Тэйя Иншабель посмотрела на инквизитора своими фиолетовыми глазами:
— Это ведь правда, сударь?
— Я всегда считал именно так, — мягко ответил Эйзенхорн.
— Я умер за тебя, — сказал Натан. — Я стал мишенью, потому что ты был мишенью и, соответственно, все, кто находился рядом, попадали под прицел. По факту, я оказался наживкой. Как и вся твоя свита. Меня убили, чтобы ты вылез на свет. Ой, только не надо на меня так смотреть! Это неважно. Я тебя не виню. Наша работа — не из простых. Я пришел сюда не для того, чтобы бередить твое чувство вины.
— А оно у него есть? — рассмеялся Эндор, проносясь мимо вместе с Карой.
Натан хмыкнул и положил руку на голову дочери:
— Я так гордился, когда она пошла по моим стопам. Гордился наследием. Мое дитя поступило на службу ордосам. На службу тебе, как и я…
Он перевел взгляд на Эйзенхорна:
— Каков отец, такова и дочь. Она тоже стала наживкой. Гоблека знал, что делает, правда ведь? Он знал, как вытащить тебя из теней. Как сыграть на твоих чувствах.
— Да ладно тебе, Натан! — взревел Эндор, проносясь в обратном направлении. — У него и чувств-то никаких нет!
— Или все было наоборот? — спросил Иншабель.
— Что ты имеешь в виду? — не понял Эйзенхорн.
— Ты послал ее за Гоблекой, — пожал плечами Натан. — Знал, что он выяснит, кто она такая. Семейные связи, наследие. Отец и дочь, давшие клятву верности старому ублюдку. Он не смог бы сопротивляться желанию убить ее и использовать как наживку. И выдал бы себя. Какой хитроумный способ заставить Горана Гоблеку из Когнитэ раскрыть свое местонахождение!
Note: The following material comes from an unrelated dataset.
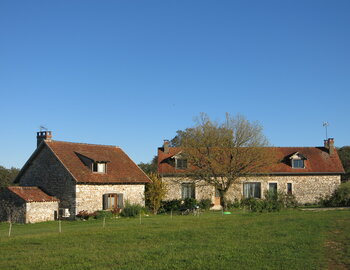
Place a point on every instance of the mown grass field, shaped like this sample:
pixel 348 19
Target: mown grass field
pixel 290 239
— Все было не так, — сказал Эйзенхорн.
— Нет, не так, папа! — закричала Тэйя.
— Он отдал ее медведю, — продолжил Натан, глядя старому инквизитору прямо в глаза. — Бросил в клетку, еще живую. Но, конечно, сначала он попробовал на ней антиген и смотрел, как она днями напролет вопит, переживая Терзание. Еще один провалившийся эксперимент. К медведям ее.
— Натан… — начал Эйзенхорн.
— Мой ребенок, Грегор, моя дочь. Ты использовал ее, чтобы потакать своей одержимости. Использовал и выбросил.
— Как и всех нас! — воскликнул Нейл, поднимая бокал.
Все присоединились к тосту и повторили слова наемника.
— Что же за человек так поступает с друзьями? — спросила Лорес Виббен, стоявшая на самом краю области, освещенной костром, и смотревшая в пламя.
— С друзьями — никто, Виббен, — сказал Мидас.
— У тебя ведь тоже была дочь.
— И я уверен, что она в любой момент может к нам присоединиться, — произнес Бетанкор, пригубив бокал. — Я прав, Грегор? Моя милая малышка Медея. Она ведь наверняка вскоре придет на вечеринку?
Эйзенхорн отвернулся от костра. Нестерпимый жар все еще жег его изнутри. Инквизитор ушел прочь от маленького лагеря в синеватый мрак ночной пустыни. Луна смотрела на него с небосвода. Из-за спины доносились смех и голоса.
— Грегор! — Тит Эндор бросился следом. — Грегор, куда же ты?
— Мне здесь не место.
— Не говори глупостей. Ты — главная причина, по которой все собрались, — заявил Эндор.